U.S. Backs Off Plan to Reduce Medicare Payments to Doctors
WASHINGTON — Under heavy pressure from doctors and Congress, the Department of Health and Human Services has backed off a plan that would have cut Medicare payments to physicians by $6.9 billion over the next five years, sources said Saturday.
The decision came after a firestorm of protest from the medical community, which accused the department of bad faith and of flouting congressional intent in devising a new fee schedule designed to pay family doctors relatively more and surgeons relatively less than they receive now.
Physicians said the new schedule was supposed to be “budget neutral,” reallocating but not reducing overall payments.
A redrafted will achieve the goal of paying family physicians and general practitioners more and surgeons less. But it will not reduce the total amount of money doctors would have received under current law as the initial draft would have done, sources said.

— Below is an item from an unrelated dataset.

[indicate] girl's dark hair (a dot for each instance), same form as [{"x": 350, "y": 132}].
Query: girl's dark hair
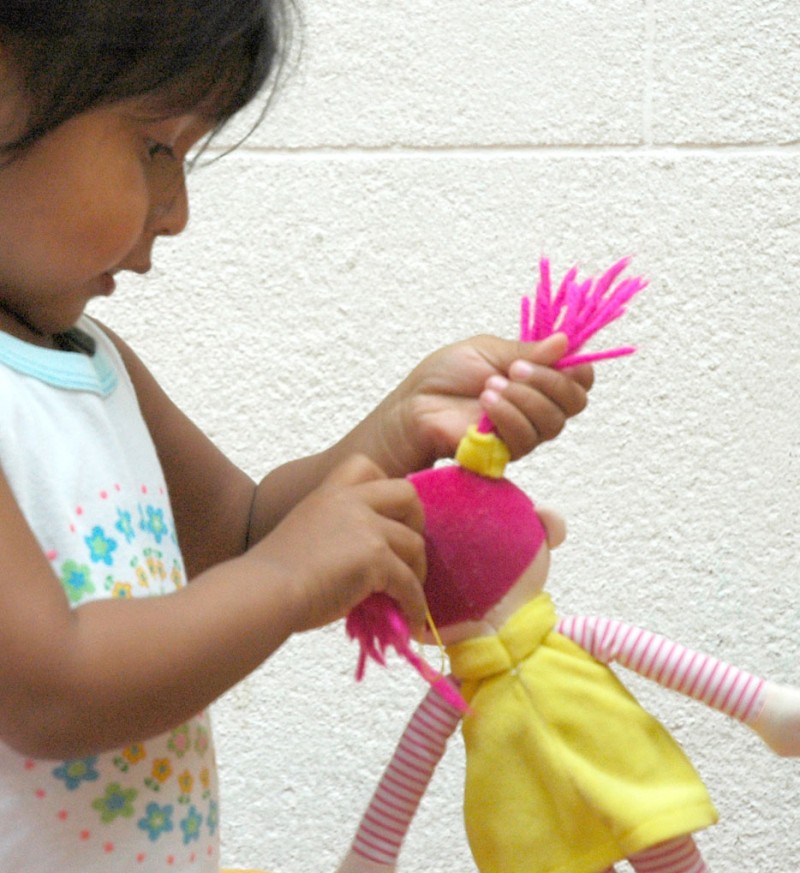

As a result, the sources said, the new fee schedule will be “budget neutral.” If the current system had been continued, an estimated $198 billion would have been paid out over the next five years for doctor services. Under the new schedule, even though some doctors will get less than they would have and others will get more, total payments will still be $198 billion.
The $6.9-billion cut initially proposed by HHS had been described by Medicare administrator Gail R. Wilensky as an unintentional side effect of technical language in a 1989 law that ordered the Department of Health and Human Services to revise Medicare fees.
The law’s aim was to improve fairness and uniformity in the Medicare payment rates for doctors by increasing payments for “undervalued” services, such as those provided by family physicians and general practitioners, while reducing them for “overvalued” services such as surgery and some high-tech procedures.
Congress insisted on a budget-neutral schedule so that its attempts to make payments fairer could not be portrayed as a pretext to slash spending.